Nada nuevo bajo el sol, pensé. No soy el único que tiene entonces bajones anímicos, dudas sobre la razón de la vida frente a la muerte y miedo al dolor. Sin embargo, a diferencia de mí él lo expresaba con la serenidad tal vez de quien decidió un día ingresar en una orden religiosa y recluirse voluntariamente del mundo. Cuando le pregunté si en alguna ocasión ha sufrido de depresión, la enfermedad universal, me llamó la atención que dijera que no. Seguramente para impedir que mi mente indagatoria ahondara en el tema y buscara grietas en su arquitectura emocional. Recordé, no obstante, que un sacerdote muy abierto con el que establecí buena amistad cuando decidí hacer cooperación social en Bolivia hace cuatro años (tan desorientado y confuso como ahora) me aseguró que él tampoco había tenido una depresión en su vida. Es difícil de creer, pero hay que darles al prior benedictino y a ese cura al menos el beneficio de la duda.

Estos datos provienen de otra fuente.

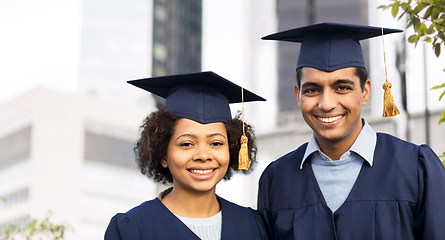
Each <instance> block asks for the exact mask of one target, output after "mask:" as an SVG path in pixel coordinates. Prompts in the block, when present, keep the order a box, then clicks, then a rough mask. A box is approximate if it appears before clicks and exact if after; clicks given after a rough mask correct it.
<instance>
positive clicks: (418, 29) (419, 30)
mask: <svg viewBox="0 0 445 240" xmlns="http://www.w3.org/2000/svg"><path fill="white" fill-rule="evenodd" d="M426 30H427V28H426V25H425V24H424V23H422V24H420V26H419V28H418V29H417V31H416V32H417V34H418V35H419V36H420V37H421V36H423V35H425V32H426Z"/></svg>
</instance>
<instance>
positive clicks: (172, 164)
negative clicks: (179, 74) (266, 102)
mask: <svg viewBox="0 0 445 240" xmlns="http://www.w3.org/2000/svg"><path fill="white" fill-rule="evenodd" d="M129 83H130V84H133V85H135V86H137V87H140V88H142V89H144V90H147V91H150V92H152V93H154V94H156V95H158V96H160V97H163V98H166V104H165V107H164V108H163V109H160V110H158V111H155V112H152V113H151V114H150V115H149V116H148V117H147V118H146V119H145V121H144V123H143V125H142V126H141V129H142V133H141V137H140V139H139V141H138V143H137V146H136V148H135V151H136V154H137V162H138V164H139V168H140V170H141V172H142V173H143V174H145V175H147V176H148V177H150V178H153V179H154V180H155V181H158V182H162V183H173V187H172V188H169V189H167V190H165V191H164V192H162V193H161V194H159V196H158V197H157V198H155V199H153V200H150V201H147V202H144V203H142V204H141V205H139V206H137V207H135V208H133V209H131V210H129V211H128V212H126V213H119V214H117V215H115V216H114V217H113V218H112V219H111V221H110V223H109V225H108V228H107V230H106V232H105V240H121V239H122V240H125V239H131V240H138V239H212V240H213V239H223V240H224V239H266V238H267V237H266V233H265V230H264V225H263V220H262V218H261V215H260V214H259V213H258V212H257V211H256V210H253V209H251V208H246V207H241V206H239V205H236V204H234V203H231V202H229V201H227V200H225V199H223V198H221V197H219V196H217V195H216V193H215V187H216V184H217V183H218V182H219V181H220V180H221V179H223V178H224V179H230V177H231V175H232V173H233V172H234V170H240V169H242V170H244V171H243V172H247V170H250V169H249V166H250V165H251V164H253V163H254V162H255V161H256V160H255V158H256V145H255V142H254V132H253V130H252V127H251V126H250V125H248V124H244V122H243V120H241V119H240V117H239V116H237V117H235V118H232V117H231V113H230V108H229V103H234V102H242V101H246V102H248V101H257V100H260V101H264V99H263V98H261V97H260V96H257V95H255V94H254V93H252V92H250V91H248V90H245V89H242V88H241V87H240V86H238V85H236V84H234V83H232V82H230V81H228V80H226V79H224V78H222V77H220V76H219V75H217V74H215V73H213V72H201V73H192V74H181V75H173V76H164V77H156V78H148V79H141V80H134V81H130V82H129ZM241 139H243V140H241ZM245 139H247V140H248V142H247V144H245ZM241 142H243V143H244V144H242V143H241ZM240 148H243V151H240ZM245 150H248V151H247V152H246V151H245ZM241 152H243V153H244V154H242V153H241Z"/></svg>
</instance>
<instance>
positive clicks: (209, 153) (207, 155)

En cualquier caso, pronto pasé del silencio de Silos al ruido a veces insoportable de la sociedad en la que vivo. Volví en medio de la marabunta y del griterío político que nos caracteriza y con el desánimo de que algo no funcionaba en mi cabeza, que procesa cada vez peor lo que sucede a mi alrededor. Me vino a la memoria la introversión reflexiva de Fernando Pessoa en su obra cumbre, Libro del desasosiego (Alianza, 2016). En mi pereza nunca he llegado a terminarla. Casualmente, gracias a la lectura de un centenar de refrescantes e intimistas artículos literarios recogidos en una recopilación del escritor y periodista José Antonio Montano (Inspiración para leer/ JDB Books) decidí retomarla. Y aconsejo su lectura o relectura en momentos como los presentes.
Menos mal que me quedan los amigos y que ni ellos ni yo buscamos el interés y el aprovechamiento de nuestra amistad. Hay siempre grietas, naturalmente, como es lógico. Malentendidos, exigencias o expectativas exageradas. Ofrezco y me ofrecen lo que buenamente podemos, pero incluso en momentos de insatisfacción vale la pena luchar para combatir la desidia y trabajar para no perderlos. Sin embargo, llegado el caso, en la soledad no forzada me quedará el refugio de la literatura o la simple delectación del mar en mi ciudad accidental. De eso por ahora no me canso. Contra el ruido siempre quedará el placer de una buena lectura. Durante mi estancia de silencio monasteril leí dos novelas que me agradaron: La anomalía, de Hervé Le Tellier (Seix Barral, 2021) y Los ingratos, de Pedro Simón (Espasa, 2021).